“我想知道。”上官映雪重重地說道。
“好吧。”司空御妥協了,“其實,姬玉影當年是在刺殺物件之列的,只是我,私自放了她。”
“為何?”這點上官映雪倒有些意外。
“我累了……就是這樣而已。殺人殺多了,感到厭倦罷了。”
“……”
“其實最初步入殺手這一途,我對殺人並無太多反感,相反,還有點喜歡手沾鮮血的感覺。然而殺著殺著,我漸漸在那一片血色中迷失了,沒有樂趣,僅僅是不斷重複單調的日子。殺人,易容,殺人,易容,再殺人,再易容……我殺的人很多,有十惡不赦之人,亦有無辜之人,因此我從根本上,是個該墮入地獄之人。”
“因此你放了她想求救贖?”
“各人造業各人擔,我從未想過救贖這種事情。若我這種一身血債之人都能得到救贖,只怕我手下的冤魂都會成怨魂吧?只不過,有時候看著一些場面,總會於心不忍。至於為何放了她,只是回過神之時已經出手了,便將錯就錯將她送回了鑄劍谷。因此,我依舊是她的仇人,這並無任何問題。”
“就因這個理由,你就要把性命交給她?你考慮過我們嗎?你考慮過小姐嗎?你比我們之中的任何都更清楚她的痛苦,為何要這樣拋棄她!”上官映雪緊緊握著拳頭,心中仍對司空御的行為無法原諒。
“她不需要我了,已經有比我更適合的人在她身邊了。因此我想就這麼解脫也不錯,反正世間也無甚牽掛。”
上官映雪心底微微一沉,神色卻依舊,只是淡淡地問道:“你說上官韜嗎?”
“嗯。”
“你覺得他勝過你了?”
“難道前幾日宮主的話你還聽不出嗎?這個讓她傾注了所有心血的人,早已脫胎換骨,我所無法應付的敵人,卻可將宮主交予他保護,一切已經明瞭。他的龍脈已被宮主打通,那源於青龍的純正血脈,與我這種移植的龍脈天差地別,他的靈力早已在我之上。只是未經殺戮洗禮,無法發揮,一旦他日在腥風血雨中有所成長,他絕對是可以撼動局勢的人。”
“即便如此,就這麼選擇死亡未免也太過……”
“太過怎樣?本來宮主救我之前我本是個已死之人,現已無牽掛,迴歸虛無不也正常嗎?”
“難道除了宮主之外,你在世上已無其他牽掛嗎?”雖是心事,卻也只能問出。
“或許有,或許無。除了宮主之外,我還對某人有點興趣。”司空御看著漸沉的夕陽笑道,晦暗的餘暉下有點看不清他的表情。
“姬玉影嗎?”
司空御微笑著嘴角忽而抽了抽,這種時候會錯意……真是敗給她了,難得他還覺得她挺聰明的。

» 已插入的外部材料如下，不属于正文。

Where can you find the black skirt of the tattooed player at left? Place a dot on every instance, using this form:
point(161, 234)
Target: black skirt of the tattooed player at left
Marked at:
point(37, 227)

“不是,是個有點小聰明卻又笨到無可救藥的女孩。對了,她還很小心眼,性格易怒,但行事卻又冷靜謹慎,喜歡揪著別人的把柄不放,最喜歡看別人出糗。”
“呃……這是誰?”上官映雪左思右想,卻在記憶中找不出一個對得上號的人。
司空御扶額,無奈地嘆氣道:“人貴有自知之明吶,映雪。瞧你這模樣我說你笨也不算對不起你了。”
“我?”上官映雪的臉霎時不知所措地爬滿了紅暈,所幸夕陽已沉,看不清她嬌羞的表情。
“也就是有點興趣而已,大概就米粒那麼大吧,你不用太在意。”司空御看出了她的尷尬,笑著出言戲謔道。
“呃……不對!”上官映雪忽而醒悟過來,“司空御!你竟敢罵我笨!”
“大智若愚,大智若愚。”司空御只是笑笑,任憑上官映雪氣得跳腳。
“混蛋……給本姑娘記著……”上官映雪咬牙切齒地低語著,卻礙於他一身是傷不太敢再輕易動他。
“好,我記著……因此別太快原諒我,免得我一無掛礙就這麼走了。”司空御猶豫了一下,還是伸手輕輕了摸了摸她的頭。
上官映雪愣了一下,微微有些尷尬地別開視線,輕輕點了點頭說道:“那我一輩子不原諒你,那你……能不能……”
“我會考慮的。不過要請你多多努力啊,不然就這麼死了就只能怪你了。”
上官映雪聞言又怒,一手拍開司空御的手,氣沖沖地說道:“為何你尋死要我負責?”
“你不是要成為我的牽掛嗎?既然如此當然要把責任扔給你了。”司空御狡黠一笑,“你不是說了嗎,我可是個虛偽的人,行事自然更是狡猾。”